Hintergrund des Verfahrens 

Ein polnisches Ehepaar veräußerte mithilfe eines professionellen Vermittlers landwirtschaftliche Flächen, die zuvor in Bauland umgewandelt worden waren. Das Finanzamt setzte Umsatzsteuer gegen jeden Ehepartner separat fest. Das Woiwodschaftsverwaltungsgericht Wrocław legte dem EuGH die Frage vor, ob beide Ehepartner eigenständige Steuerpflichtige oder die Ehe‑Vermögensgemeinschaft als ein Subjekt anzusehen sind. Der EuGH entschied zugunsten der einheitlichen Behandlung.

Kernaussagen des Urteils 

  • Gemeinsames Auftreten und Risikotragung: Handeln Ehegatten gemeinsam gegenüber Käufern, Behörden und Dienstleistern und tragen sie das wirtschaftliche Risiko gemeinsam, kann ihre Gütergemeinschaft als ein Umsatzsteuer‑Subjekt gelten.
  • Vergleich mit Gesellschaft bürgerlichen Rechts (GbR): Der Gerichtshof ordnet die Ehegemeinschaft einer Gesellschaft bürgerlichen Rechts ohne Rechtspersönlichkeit gleich – mit eigener steuerlicher Identität.
  • Abgrenzung zu separaten Tätigkeiten: Übt jeder Ehegatte tatsächlich eigenständige wirtschaftliche Tätigkeiten aus (z. B. getrennte landwirtschaftliche Betriebe), bleiben getrennte Registrierungen möglich.
  • Signalwirkung für die EU: Da die Entscheidung auf Art. 9 Abs. 1 der Mehrwertsteuerrichtlinie basiert, können auch andere Mitgliedstaaten mit ähnlichen Gütergemeinschafts‑Regeln betroffen sein.

C 213/24 

Auswirkungen auf die USt-Praxis

  1. USt‑Registrierung & USt‑ID: Ehegatten müssen prüfen, ob sie für künftige Transaktionen eine gemeinsame Registrierung sowie eine gemeinsame USt‑ID benötigen.
  2. Verträge & Fakturierung: Kauf‑, Miet‑ oder Vermittlungsverträge sollten klar festlegen, wer Leistender ist. Bei gemeinsamer Steuerpflicht: eine Rechnung, ein Leistender.
  3. Dokumentation: Nachweislich gemeinsames Handeln und Risikotragung müssen belegbar sein.
  4. Steuerplanung: Bei geplanten Nebentätigkeiten sollte vorab geprüft werden, ob diese separat oder gemeinschaftlich der USt unterliegen.

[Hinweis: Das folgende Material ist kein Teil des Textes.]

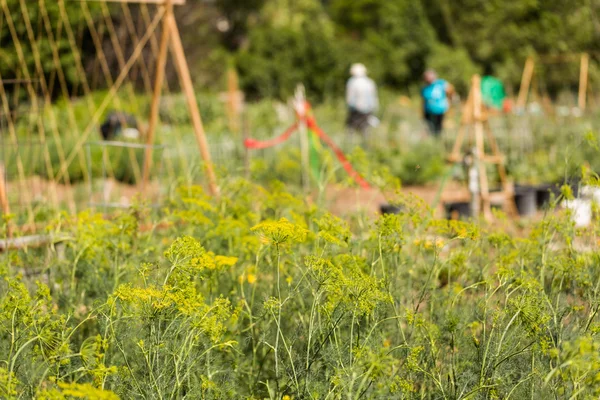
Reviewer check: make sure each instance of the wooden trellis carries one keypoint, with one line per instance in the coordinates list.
(154, 34)
(475, 116)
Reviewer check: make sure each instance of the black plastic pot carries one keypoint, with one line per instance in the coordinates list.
(458, 210)
(543, 194)
(526, 199)
(390, 209)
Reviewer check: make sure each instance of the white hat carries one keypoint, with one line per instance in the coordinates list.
(358, 70)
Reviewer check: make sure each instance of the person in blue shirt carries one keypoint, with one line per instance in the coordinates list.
(436, 102)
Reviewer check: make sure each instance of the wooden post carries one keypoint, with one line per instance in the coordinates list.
(188, 87)
(525, 82)
(3, 193)
(583, 80)
(246, 134)
(158, 84)
(234, 99)
(300, 107)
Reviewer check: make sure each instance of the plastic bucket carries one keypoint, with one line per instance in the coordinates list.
(390, 209)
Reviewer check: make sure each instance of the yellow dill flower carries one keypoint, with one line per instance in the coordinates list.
(279, 232)
(225, 261)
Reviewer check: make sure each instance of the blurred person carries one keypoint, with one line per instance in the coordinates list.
(435, 96)
(361, 100)
(120, 124)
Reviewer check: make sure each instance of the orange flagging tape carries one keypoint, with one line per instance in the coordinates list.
(311, 123)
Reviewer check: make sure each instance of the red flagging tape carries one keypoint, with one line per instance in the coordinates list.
(312, 124)
(257, 144)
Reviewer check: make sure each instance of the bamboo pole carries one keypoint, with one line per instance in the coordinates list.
(525, 82)
(188, 87)
(583, 80)
(161, 63)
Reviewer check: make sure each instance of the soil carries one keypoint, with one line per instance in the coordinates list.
(343, 201)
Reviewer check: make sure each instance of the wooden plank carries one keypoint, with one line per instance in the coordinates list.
(185, 78)
(160, 2)
(583, 80)
(30, 241)
(161, 63)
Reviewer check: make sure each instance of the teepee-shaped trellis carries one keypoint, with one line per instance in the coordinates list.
(475, 129)
(153, 33)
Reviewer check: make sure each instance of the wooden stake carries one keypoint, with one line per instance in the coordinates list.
(3, 196)
(188, 87)
(161, 63)
(583, 80)
(525, 82)
(233, 101)
(479, 143)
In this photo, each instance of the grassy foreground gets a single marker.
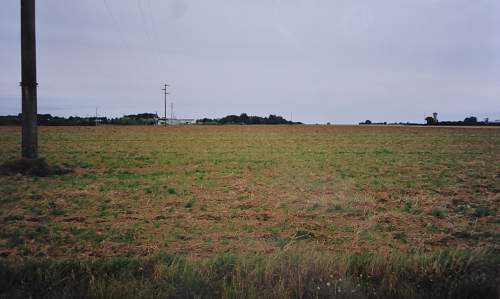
(297, 274)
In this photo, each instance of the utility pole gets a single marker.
(165, 93)
(29, 147)
(172, 113)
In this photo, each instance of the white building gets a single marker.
(175, 121)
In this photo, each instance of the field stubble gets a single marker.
(200, 190)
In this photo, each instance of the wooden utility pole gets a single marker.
(165, 93)
(28, 80)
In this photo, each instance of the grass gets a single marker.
(258, 191)
(296, 274)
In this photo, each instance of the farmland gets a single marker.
(204, 191)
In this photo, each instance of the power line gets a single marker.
(114, 23)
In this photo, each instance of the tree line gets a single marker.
(140, 119)
(244, 119)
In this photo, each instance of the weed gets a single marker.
(437, 213)
(190, 203)
(483, 211)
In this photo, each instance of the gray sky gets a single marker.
(339, 61)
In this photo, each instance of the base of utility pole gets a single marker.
(29, 146)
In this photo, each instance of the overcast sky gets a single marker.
(339, 61)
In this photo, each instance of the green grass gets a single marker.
(296, 274)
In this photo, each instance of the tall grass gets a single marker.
(294, 274)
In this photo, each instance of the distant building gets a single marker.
(175, 121)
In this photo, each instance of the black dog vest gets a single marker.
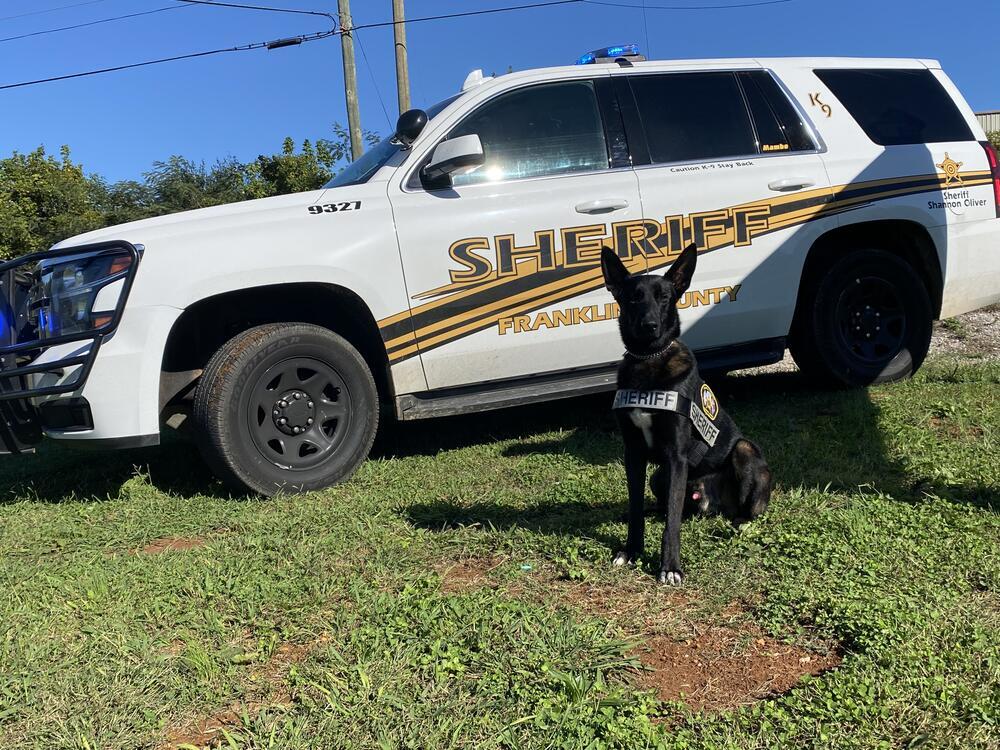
(716, 433)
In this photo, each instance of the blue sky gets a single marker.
(244, 104)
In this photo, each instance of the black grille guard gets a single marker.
(19, 427)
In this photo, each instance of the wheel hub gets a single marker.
(872, 320)
(866, 322)
(294, 412)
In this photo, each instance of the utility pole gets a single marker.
(402, 69)
(350, 78)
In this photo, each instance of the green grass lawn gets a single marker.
(458, 592)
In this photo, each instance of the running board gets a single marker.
(568, 384)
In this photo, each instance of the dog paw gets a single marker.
(621, 558)
(671, 577)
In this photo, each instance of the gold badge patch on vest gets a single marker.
(709, 403)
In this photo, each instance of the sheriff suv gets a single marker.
(839, 206)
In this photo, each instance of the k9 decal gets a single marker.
(330, 208)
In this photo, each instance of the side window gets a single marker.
(693, 116)
(779, 126)
(898, 107)
(541, 130)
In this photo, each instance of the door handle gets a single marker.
(601, 206)
(789, 184)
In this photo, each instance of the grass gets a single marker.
(141, 607)
(957, 327)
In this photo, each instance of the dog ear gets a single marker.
(614, 271)
(680, 272)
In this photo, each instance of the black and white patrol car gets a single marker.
(839, 206)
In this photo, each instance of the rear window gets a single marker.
(898, 107)
(693, 116)
(779, 125)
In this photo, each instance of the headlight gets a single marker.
(67, 292)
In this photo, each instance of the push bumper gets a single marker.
(22, 366)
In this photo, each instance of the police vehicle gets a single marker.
(839, 206)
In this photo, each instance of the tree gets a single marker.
(43, 200)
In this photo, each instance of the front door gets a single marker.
(503, 268)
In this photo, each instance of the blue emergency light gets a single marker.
(609, 53)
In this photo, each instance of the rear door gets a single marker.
(725, 160)
(503, 268)
(902, 146)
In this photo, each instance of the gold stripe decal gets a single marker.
(547, 271)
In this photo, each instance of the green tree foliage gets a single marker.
(44, 199)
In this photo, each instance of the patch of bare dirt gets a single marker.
(204, 733)
(976, 333)
(723, 669)
(172, 544)
(273, 691)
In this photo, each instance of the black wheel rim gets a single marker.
(299, 413)
(871, 320)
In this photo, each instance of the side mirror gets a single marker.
(409, 125)
(453, 157)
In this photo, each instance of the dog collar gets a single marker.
(654, 355)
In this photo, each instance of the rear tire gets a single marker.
(285, 407)
(867, 320)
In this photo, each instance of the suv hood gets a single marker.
(235, 216)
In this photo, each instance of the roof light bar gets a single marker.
(609, 54)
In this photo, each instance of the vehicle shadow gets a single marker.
(813, 439)
(57, 473)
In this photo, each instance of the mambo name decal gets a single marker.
(669, 401)
(573, 316)
(495, 278)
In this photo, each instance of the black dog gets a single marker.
(670, 417)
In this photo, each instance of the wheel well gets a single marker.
(207, 324)
(908, 240)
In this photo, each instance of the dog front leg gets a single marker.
(670, 549)
(635, 477)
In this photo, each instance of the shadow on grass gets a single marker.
(58, 473)
(811, 438)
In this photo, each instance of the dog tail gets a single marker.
(755, 479)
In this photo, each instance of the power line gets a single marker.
(259, 7)
(278, 43)
(301, 39)
(688, 7)
(468, 13)
(92, 23)
(52, 10)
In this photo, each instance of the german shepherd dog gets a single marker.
(668, 416)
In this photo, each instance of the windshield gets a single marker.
(378, 155)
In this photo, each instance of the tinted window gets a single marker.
(896, 107)
(542, 130)
(693, 116)
(778, 124)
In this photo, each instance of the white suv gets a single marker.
(839, 205)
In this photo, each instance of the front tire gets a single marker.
(285, 407)
(867, 320)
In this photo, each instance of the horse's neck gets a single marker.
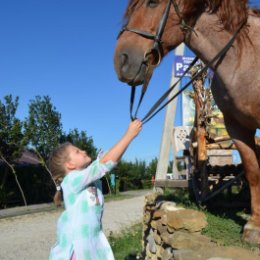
(209, 39)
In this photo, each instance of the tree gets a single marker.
(151, 168)
(12, 141)
(81, 140)
(43, 127)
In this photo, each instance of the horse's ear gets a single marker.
(191, 7)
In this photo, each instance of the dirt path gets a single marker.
(30, 237)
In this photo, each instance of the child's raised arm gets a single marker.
(116, 152)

Mögliche Folgen für andere EU‑Staaten

Obwohl der Streitfall das polnische USt‑Recht betrifft, greift der EuGH auf unionsrechtliche Kriterien zurück. Steuerpflichtige in anderen Mitgliedstaaten sollten prüfen, ob vergleichbare Ehe‑ oder Partnerschaftsformen dort ebenfalls zum einheitlichen Umsatzsteuerpflichtigen führen können. Nationales Recht, das bislang nur Einzelpersonen erfasst, dürfte nach dem Urteil europarechtlich hinterfragt werden.

Gesetzgeberischer Handlungsbedarf

Die polnische USt‑Gesetzgebung sowie begleitende Identifikations‑Vorschriften müssen angepasst werden, um die Registrierung eines „zweipersonalen“ Steuerpflichtigen zu ermöglichen. Details bleiben abzuwarten.

Zusammenfassung 

  • Das EuGH‑Urteil C‑213/24 stellt klar: Traten Ehegatten gemeinschaftlich auf und trugen sie das wirtschaftliche Risiko, ist ihre Gütergemeinschaft ein Umsatzsteuerpflichtiger.
  • Die Entscheidung wirkt über Polen hinaus, weil sie auf unionsrechtlichen Grundsätzen basiert.
  • Unternehmen, Berater und Ehepaare sollten Transaktionen, Verträge und Registrierungen rechtzeitig überprüfen.